FOH 2026 Scholarship recipient Dr. Toseef Din’s connection to MP Shah Hospital began long before she became its Chief Executive Officer. She was born there. Decades later, after building a career in finance and operations, she returned to the same institution and now leads one of Kenya’s fastest-growing private hospitals.

In this Q&A, Dr. Din shares how a finance background shaped her leadership, why compassionate decision-making matters in a low-resource setting, and how sustainability, workforce well-being, and women’s leadership are becoming central to the hospital’s future.

Q: Can you take us through your journey to becoming CEO of MP Shah Hospital?

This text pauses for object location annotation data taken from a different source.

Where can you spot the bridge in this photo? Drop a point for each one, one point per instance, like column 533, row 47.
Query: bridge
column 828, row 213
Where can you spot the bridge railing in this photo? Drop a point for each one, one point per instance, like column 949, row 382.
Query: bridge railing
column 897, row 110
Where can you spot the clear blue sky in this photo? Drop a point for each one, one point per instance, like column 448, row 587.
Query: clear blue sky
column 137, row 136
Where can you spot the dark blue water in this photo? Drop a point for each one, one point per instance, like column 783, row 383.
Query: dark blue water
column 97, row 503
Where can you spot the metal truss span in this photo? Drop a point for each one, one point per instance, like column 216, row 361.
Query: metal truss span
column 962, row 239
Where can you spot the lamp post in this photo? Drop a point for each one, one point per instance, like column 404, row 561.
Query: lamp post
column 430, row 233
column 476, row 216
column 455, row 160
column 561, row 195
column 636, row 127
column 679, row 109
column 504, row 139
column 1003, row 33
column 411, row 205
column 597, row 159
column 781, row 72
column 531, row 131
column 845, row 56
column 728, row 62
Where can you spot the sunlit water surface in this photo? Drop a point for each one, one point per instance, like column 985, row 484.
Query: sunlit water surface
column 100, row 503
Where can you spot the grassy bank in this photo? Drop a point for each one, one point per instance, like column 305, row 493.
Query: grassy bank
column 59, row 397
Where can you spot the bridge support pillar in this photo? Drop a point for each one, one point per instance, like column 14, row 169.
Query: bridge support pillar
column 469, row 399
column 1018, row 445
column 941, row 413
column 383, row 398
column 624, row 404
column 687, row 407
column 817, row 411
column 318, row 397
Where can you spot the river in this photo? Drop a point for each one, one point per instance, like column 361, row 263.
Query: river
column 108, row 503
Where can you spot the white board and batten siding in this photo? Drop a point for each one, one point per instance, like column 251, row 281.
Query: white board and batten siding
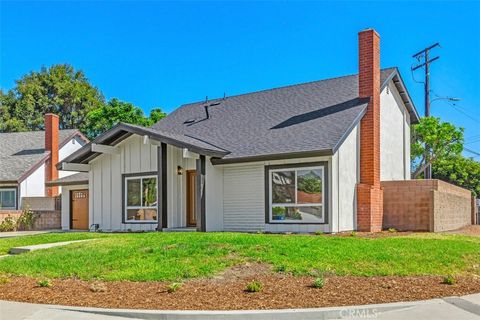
column 105, row 182
column 244, row 198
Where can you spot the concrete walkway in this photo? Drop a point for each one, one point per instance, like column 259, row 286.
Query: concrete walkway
column 19, row 250
column 465, row 308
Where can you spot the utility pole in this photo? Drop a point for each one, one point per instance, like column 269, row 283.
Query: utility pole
column 426, row 63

Dr. Toseef Din: Let me start with something that always makes people smile: I was born in this hospital. So, in a way, you could say my journey with MP Shah Hospital started 45 years ago. I joined the hospital in 2011 as Head of Finance. A few years later, I became Chief Operations Officer, and during the COVID-19 pandemic, which was a leadership test for everyone in healthcare, I was appointed CEO. This year marks 15 years for me at the hospital.

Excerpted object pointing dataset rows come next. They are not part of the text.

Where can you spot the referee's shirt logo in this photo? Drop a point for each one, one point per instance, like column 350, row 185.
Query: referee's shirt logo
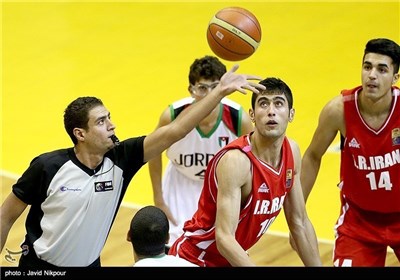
column 103, row 186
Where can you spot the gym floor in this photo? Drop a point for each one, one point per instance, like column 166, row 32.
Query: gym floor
column 135, row 56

My background is primarily in finance, not medicine. I have a master’s degree in financial management, and I am currently pursuing a PhD in business and management, with a focus on environmental sustainability.  I quickly realized that numbers are not very far from healthcare. Numbers represent people. You count lives. You count risks. You make decisions based on numbers. Moving from finance to operations and then to leadership helped me see that this role is ultimately about responsibility. Today, I think much more about human dignity, clinical excellence, and how to build a healthcare institution that leaves something meaningful behind.

Q: How has your finance background shaped the way you lead a hospital?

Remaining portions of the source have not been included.